Les Ichijo trouvèrent cependant cet échange amusant et éclatèrent de rire. Cela me confirma que notre relation avait beaucoup changé depuis que nous leur avions révélé notre situation; nous communiquions beaucoup plus facilement avec eux.

Après avoir bien ri, Toru reprit son souffle, puis sourit et dit : « Je ne comprends pas vraiment cet amour pour le combat, mais je comprends à quel point une cuisine exceptionnelle peut être impressionnante. La moitié de la raison pour laquelle je voyage partout avec Kaoruko, c’est pour découvrir toutes sortes de cuisines. »

« Il a raison. Mais dans son cas, l’autre moitié, c’est l’alcool », dit Kaoruko en jetant un regard réprobateur à son mari qui gémit en se couvrant le front de sueur froide.

Les brochettes, les assiettes et les bières utilisées par Kaoruko étaient soigneusement rangées sur la table, reflétant sa personnalité de bibliothécaire assidue.
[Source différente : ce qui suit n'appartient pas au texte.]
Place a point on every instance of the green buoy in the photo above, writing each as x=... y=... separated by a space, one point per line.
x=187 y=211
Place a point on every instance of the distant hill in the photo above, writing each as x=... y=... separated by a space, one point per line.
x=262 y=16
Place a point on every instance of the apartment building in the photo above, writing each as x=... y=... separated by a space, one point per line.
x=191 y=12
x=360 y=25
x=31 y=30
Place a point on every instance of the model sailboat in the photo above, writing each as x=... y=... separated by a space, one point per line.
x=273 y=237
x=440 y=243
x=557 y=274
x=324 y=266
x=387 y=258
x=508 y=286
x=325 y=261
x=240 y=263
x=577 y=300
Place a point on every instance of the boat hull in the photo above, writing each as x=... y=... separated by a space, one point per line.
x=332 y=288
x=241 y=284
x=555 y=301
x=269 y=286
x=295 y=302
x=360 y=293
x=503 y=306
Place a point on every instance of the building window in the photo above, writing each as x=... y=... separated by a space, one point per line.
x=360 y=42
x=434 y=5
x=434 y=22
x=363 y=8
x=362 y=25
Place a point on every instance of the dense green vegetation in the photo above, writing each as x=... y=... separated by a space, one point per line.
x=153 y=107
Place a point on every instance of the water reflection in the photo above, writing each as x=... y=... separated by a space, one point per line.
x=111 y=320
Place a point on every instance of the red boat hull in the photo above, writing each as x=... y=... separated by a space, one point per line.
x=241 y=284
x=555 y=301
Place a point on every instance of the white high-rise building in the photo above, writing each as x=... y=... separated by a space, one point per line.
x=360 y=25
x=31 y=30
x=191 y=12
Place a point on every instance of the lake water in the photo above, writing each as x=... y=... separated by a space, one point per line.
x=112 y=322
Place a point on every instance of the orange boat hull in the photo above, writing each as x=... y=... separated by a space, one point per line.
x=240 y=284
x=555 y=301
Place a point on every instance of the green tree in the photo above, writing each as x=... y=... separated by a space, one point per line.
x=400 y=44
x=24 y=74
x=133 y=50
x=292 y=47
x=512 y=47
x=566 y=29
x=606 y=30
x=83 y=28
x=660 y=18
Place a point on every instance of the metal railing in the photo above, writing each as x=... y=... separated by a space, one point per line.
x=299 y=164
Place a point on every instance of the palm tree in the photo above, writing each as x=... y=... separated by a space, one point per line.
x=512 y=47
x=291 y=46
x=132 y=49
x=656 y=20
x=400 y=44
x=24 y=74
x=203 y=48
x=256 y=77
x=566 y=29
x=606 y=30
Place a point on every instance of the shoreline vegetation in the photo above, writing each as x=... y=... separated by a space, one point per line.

Toru, en revanche, manipulait ses assiettes avec une notable grossièreté. J’avais l’impression d’avoir un aperçu de leur comportement pendant leurs voyages.

« Désolé… Il est difficile de résister à l’envie de goûter les boissons locales quand on voyage. Mais se promener dans ce labyrinthe ancien et goûter des plats qu’on ne trouve qu’ici a aussi été une expérience incroyable », dit Toru avec sincérité.

« Je comprends ce que tu veux dire », répondit Kaoruko d’un ton sincère en hochant la tête.

Le deuxième étage avait retrouvé une nouvelle vie grâce à Shirley, qui venait de manger un plat composé d’algues, de poulet et de piments shishito sur du riz blanc. Ceux qui connaissaient l’état précédent de cet étage auraient été choqués de le voir aujourd’hui recouvert d’une végétation luxuriante. La terre était pleine de vie, et Shirley était sur le point de devenir une déesse. Pourtant, elle regardait fixement son bol, comme si elle pensait : « C’est tellement bon ! » Shirley mâcha un moment, puis jeta un coup d’œil à Wridra, comme pour lui dire : « Faisons ça ensuite. »

Mais l’Arkdragon acquiesça simplement en la regardant dans les yeux.

Êtes-vous en train de remodeler complètement le labyrinthe historique selon vos propres intérêts ?

Je me demandais comment le légendaire Arkdragon, qui existait depuis des temps immémoriaux, avait pu devenir si glouton. Puis, le jour où je lui avais tendu ma boîte à lunch alors qu’elle avait pris forme humaine, me revint à l’esprit.

Elle avait été tellement fascinée qu’elle avait enlacé la boîte à lunch. Est-ce que cela avait pu la pousser à changer ? Est-ce que c’était la pomme interdite qui avait conduit la maîtresse de la magie sur la voie de la gastronomie ? Non, c’était impossible, ce n’était qu’une coïncidence. Je me l’étais répété plusieurs fois, pâle, assis sur le bord de ma chaise.